В общем, раньше таких бабок много было. Десятки, может, даже сотни – так, чтобы в каждом районе, до того уезде, вилаете, округе, иле или яке была своя ученая бабка, которая умела делать из мальчиков мужчин. Не в том смысле, в каком принято говорить и ржать, а в племенном, что ли. Не помню, как это называется, – иностранное слово, по телику слышал в программе про тропические острова. А по-татарски так и было: «мужчиной делать». Два или три раза в год из городков, деревень и стойбищ в лесную избу приходила толпа ребят, которая жила здесь несколько дней или недель. А домой возвращался уже не пацан, а специалист – лучник, знахарь, кузнец или скорняк. Каждый из них учился ремеслу с младенчества и умел практически все – но настоящим мастером, полностью отданным делу, парень становился после стажировки у бабки. Которую и называли däw äni — бабушка, а дословно «большая мать». Только сначала däw значило не «большой», а «див», diyü, демон из сказки.

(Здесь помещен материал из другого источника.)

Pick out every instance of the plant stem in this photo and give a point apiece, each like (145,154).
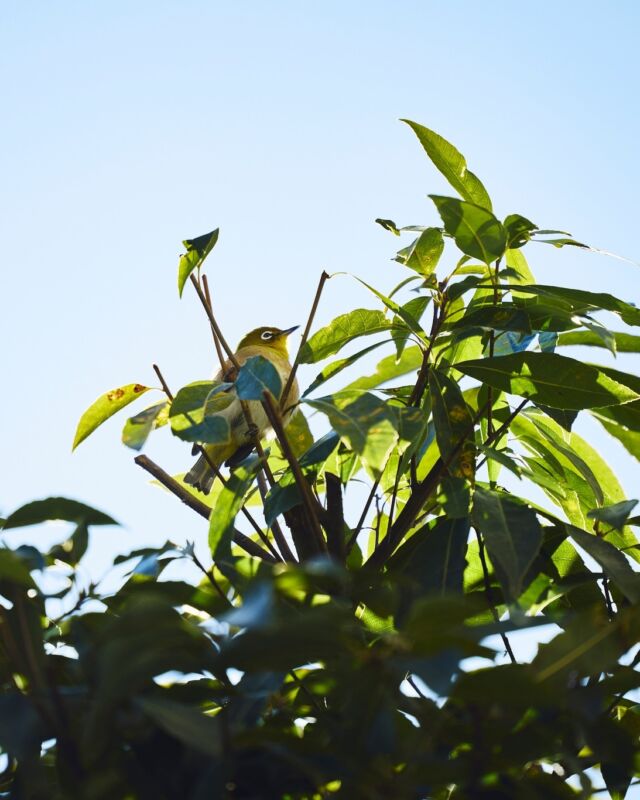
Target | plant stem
(489,595)
(305,335)
(248,545)
(273,413)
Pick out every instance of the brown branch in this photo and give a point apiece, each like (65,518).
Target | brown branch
(247,544)
(273,413)
(305,335)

Что бабка со стажерами делала, как, группой или поодиночке, бабка не сказала, а я и не спрашивал. Меня и без того пришибло. Лучником со стойбищем, например.
Если я правильно помнил историю Татарстана, самые последние из народов, считавшихся нашими предками, перестали кочевать куда больше чем полтыщи лет назад. И с тех пор жили в городах и деревнях, а когда их из городов повыгоняли – в деревнях и посадах. Стойбищ не было и быть не могло. Да и лучников, пожалуй, тоже.
Бабка как раз сделала паузу, опять вытираясь платочком. Она не морщилась и не кривилась, слезы текли сами по себе, будто она их копила вместе со словами, а заслонка общая – и полилось все сразу.
– Бабуль, сколько вам лет? – тихо спросил я.
Бабка тихо высморкалась в какую-то тряпочку, но спросила очень жестко, словно сквозь зубы, которых не осталось:
– Кому – вам? Я тут одна, ты пьяный или чертей видишь?
Я растерялся. Бичура, конечно, на черта смахивала, но бабке на это указывать не следовало: совсем вскипит.
– Ну, вы же старше, – сказал я, надеясь, что здесь у старушек не принято, как в городе, молодиться.
– Все равно я тут одна. Так и говори. А сколько мне лет – ну, я вообще не молода, слава богу.
Подтвердила. Изящно так.
Это по-русски неуклюже звучит, а по-татарски каламбур получился. По-английски, допустим, вместо «Сколько вам лет?» спрашивают – «Как вы стары?» – а по-татарски «Niçä yäş?» — «Насколько молоды?». Вот она и ответила.